“I have often heard those words from my brother, but never from my father. Well, never mind, I have lost. Give your judgment now, I will obey.”
“Wait a little. Let me see. Ah! my sentence is that you shall exchange your garters for mine.”
“Exchange our garters! But you have seen mine, they are ugly and worth nothing.”
“Never mind. Twice every day I shall think of the person I love, and as nearly as possible at the same hours you will have to think of me.”
“It is a very pretty idea, and I like it. Now I forgive you for having deceived me. Here are my ugly garters! Ah! my dear deceiver, how beautiful yours are! What a handsome present! How they will please my mother! They must be a present which you have just received, for they are quite new.”
“No, they have not been given to me. I bought them for you, and I have been racking my brain to find how I could make you accept them. Love suggested to me the idea of making them the prize of the race. You may now imagine my sorrow when I saw that you would win. Vexation inspired me with a deceitful stratagem which arose from a feeling you had caused yourself, and which turned entirely to your honour, for you must admit that you would have shewn a very hard heart if you had not come to my assistance.”
“And I feel certain that you would not have had recourse to that stratagem, if you could have guessed how deeply it would pain me.”
“Do you then feel much interest in me?”
“I would do anything in the world to convince you of it. I like my pretty garters exceedingly; I will never have another pair, and I promise you that my brother shall not steal them from me.”

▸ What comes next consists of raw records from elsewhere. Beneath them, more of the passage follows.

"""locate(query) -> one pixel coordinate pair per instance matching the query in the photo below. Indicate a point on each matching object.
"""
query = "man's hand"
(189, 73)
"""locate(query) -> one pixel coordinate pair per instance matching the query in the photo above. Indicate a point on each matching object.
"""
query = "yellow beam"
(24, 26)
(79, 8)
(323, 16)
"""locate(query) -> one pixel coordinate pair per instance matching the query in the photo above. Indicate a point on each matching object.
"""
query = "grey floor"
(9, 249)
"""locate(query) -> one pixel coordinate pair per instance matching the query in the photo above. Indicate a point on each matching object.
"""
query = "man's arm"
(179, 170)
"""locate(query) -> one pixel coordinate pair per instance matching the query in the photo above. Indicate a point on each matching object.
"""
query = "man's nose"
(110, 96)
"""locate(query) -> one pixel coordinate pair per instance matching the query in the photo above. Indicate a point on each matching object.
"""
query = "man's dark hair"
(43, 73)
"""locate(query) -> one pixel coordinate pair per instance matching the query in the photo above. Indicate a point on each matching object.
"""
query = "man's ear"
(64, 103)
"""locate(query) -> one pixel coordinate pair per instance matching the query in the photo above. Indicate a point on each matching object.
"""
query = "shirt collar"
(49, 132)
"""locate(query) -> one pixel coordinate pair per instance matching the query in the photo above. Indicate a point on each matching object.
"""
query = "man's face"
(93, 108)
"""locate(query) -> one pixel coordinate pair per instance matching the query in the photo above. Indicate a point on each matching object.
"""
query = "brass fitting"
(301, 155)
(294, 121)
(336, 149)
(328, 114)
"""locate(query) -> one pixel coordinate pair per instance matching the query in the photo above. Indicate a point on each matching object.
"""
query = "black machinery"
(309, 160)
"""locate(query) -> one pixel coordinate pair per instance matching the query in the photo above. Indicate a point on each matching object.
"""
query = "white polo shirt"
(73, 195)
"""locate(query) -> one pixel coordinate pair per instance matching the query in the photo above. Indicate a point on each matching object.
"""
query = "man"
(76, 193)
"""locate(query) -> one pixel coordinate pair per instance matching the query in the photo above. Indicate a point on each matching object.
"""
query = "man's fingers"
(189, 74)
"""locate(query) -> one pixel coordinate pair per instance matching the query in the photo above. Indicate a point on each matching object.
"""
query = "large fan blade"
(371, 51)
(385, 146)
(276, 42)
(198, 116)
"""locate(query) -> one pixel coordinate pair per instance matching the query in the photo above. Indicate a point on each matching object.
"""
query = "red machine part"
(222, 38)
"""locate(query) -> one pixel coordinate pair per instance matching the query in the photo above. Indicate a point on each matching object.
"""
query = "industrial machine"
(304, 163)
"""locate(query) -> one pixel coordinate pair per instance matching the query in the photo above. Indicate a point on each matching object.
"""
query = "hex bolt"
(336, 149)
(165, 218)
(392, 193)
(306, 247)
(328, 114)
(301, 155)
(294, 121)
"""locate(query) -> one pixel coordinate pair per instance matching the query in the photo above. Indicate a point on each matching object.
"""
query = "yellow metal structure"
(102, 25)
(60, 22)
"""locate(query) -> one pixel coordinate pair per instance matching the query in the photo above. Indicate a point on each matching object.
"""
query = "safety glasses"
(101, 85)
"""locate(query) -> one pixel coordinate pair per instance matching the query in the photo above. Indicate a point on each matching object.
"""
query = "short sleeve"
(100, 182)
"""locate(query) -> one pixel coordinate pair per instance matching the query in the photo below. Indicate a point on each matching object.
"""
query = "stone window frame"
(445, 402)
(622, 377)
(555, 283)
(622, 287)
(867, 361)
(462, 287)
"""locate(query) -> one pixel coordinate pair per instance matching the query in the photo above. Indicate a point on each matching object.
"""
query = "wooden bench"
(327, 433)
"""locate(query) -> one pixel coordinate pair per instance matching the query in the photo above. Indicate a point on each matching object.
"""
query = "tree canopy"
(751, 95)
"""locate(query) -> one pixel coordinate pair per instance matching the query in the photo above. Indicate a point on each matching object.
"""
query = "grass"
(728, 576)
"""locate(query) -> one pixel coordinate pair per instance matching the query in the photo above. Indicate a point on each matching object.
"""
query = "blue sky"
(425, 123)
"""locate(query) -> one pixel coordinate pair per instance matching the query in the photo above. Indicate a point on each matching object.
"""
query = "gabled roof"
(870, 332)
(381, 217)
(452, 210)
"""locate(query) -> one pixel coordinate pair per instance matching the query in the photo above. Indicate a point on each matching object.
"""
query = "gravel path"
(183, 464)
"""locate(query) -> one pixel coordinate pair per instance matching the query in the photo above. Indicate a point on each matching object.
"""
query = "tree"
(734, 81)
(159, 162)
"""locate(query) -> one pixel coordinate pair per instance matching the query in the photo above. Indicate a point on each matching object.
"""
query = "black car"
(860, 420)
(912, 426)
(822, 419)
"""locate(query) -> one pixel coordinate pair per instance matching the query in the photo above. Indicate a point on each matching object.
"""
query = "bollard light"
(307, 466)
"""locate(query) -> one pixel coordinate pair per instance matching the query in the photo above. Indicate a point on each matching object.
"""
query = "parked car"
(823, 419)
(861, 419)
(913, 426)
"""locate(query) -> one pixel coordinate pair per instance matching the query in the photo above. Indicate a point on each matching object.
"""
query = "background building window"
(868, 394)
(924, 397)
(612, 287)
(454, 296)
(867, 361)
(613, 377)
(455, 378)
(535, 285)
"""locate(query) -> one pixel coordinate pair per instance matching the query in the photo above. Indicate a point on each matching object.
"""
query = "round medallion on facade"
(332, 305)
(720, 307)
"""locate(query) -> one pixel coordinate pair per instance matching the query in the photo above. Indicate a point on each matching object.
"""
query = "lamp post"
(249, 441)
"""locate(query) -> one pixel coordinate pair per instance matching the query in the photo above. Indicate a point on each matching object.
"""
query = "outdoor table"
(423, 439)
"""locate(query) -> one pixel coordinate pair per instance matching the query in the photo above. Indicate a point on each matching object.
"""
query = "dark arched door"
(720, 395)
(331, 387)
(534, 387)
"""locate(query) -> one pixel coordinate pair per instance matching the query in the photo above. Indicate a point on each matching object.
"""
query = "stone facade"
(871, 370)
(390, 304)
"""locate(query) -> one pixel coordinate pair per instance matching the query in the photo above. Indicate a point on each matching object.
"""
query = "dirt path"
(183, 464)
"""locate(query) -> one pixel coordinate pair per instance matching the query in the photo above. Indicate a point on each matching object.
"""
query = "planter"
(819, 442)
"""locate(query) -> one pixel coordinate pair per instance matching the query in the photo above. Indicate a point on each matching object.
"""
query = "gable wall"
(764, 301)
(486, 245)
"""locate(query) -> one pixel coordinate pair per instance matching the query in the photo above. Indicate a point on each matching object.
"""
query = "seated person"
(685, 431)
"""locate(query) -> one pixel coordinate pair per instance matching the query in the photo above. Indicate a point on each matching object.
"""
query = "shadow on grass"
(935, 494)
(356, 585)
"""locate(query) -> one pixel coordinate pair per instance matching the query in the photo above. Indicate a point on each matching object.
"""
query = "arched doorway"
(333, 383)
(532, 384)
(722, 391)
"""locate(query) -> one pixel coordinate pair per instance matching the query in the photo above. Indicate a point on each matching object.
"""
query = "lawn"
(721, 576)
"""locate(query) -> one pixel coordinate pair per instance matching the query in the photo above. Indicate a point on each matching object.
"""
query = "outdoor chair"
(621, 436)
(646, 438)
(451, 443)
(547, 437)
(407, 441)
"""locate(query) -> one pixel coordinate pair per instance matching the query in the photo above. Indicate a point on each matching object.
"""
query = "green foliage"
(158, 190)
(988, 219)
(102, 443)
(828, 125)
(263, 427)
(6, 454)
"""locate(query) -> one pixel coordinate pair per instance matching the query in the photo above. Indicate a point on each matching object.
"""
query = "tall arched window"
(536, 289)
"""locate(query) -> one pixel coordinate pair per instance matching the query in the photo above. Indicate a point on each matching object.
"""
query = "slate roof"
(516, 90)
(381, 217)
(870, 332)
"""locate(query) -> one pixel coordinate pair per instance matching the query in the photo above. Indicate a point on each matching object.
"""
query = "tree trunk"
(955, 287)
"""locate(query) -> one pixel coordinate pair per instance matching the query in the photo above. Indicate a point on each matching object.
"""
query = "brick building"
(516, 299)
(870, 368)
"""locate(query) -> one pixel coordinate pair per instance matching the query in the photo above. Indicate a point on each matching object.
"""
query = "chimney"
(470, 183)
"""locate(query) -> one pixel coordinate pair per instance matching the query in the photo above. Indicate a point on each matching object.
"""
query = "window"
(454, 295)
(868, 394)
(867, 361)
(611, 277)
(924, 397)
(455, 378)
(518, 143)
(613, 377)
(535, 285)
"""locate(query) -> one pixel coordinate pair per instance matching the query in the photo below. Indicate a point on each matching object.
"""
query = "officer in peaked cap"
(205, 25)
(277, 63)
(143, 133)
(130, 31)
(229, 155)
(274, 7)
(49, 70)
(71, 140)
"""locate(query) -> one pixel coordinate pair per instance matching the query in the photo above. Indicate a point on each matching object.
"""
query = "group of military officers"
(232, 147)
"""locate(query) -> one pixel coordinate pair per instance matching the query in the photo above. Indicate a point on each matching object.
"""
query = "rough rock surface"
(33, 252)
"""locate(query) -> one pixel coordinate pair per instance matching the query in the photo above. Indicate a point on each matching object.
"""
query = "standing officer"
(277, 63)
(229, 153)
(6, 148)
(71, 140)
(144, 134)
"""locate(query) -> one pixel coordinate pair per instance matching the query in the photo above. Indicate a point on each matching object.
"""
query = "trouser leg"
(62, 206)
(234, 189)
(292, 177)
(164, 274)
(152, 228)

“Can you suppose him capable of such an action?”
“Oh! certainly, especially if the fastenings are in gold.”
“Yes, they are in gold; but let him believe that they are in gilt brass.”
“Will you teach me how to fasten my beautiful garters?”
“Of course I will.”
We went upstairs, and after our dinner which we both enjoyed with a good appetite, she became more lively and I more excited by love, but at the same time more to be pitied in consequence of the restraint to which I had condemned myself. Very anxious to try her garters, she begged me to help her, and that request was made in good faith, without mischievous coquetry. An innocent young girl, who, in spite of her fifteen years, has not loved yet, who has not frequented the society of other girls, does not know the violence of amorous desires or what is likely to excite them. She has no idea of the danger of a tete-a-tete. When a natural instinct makes her love for the first time, she believes the object of her love worthy of her confidence, and she thinks that to be loved herself she must shew the most boundless trust.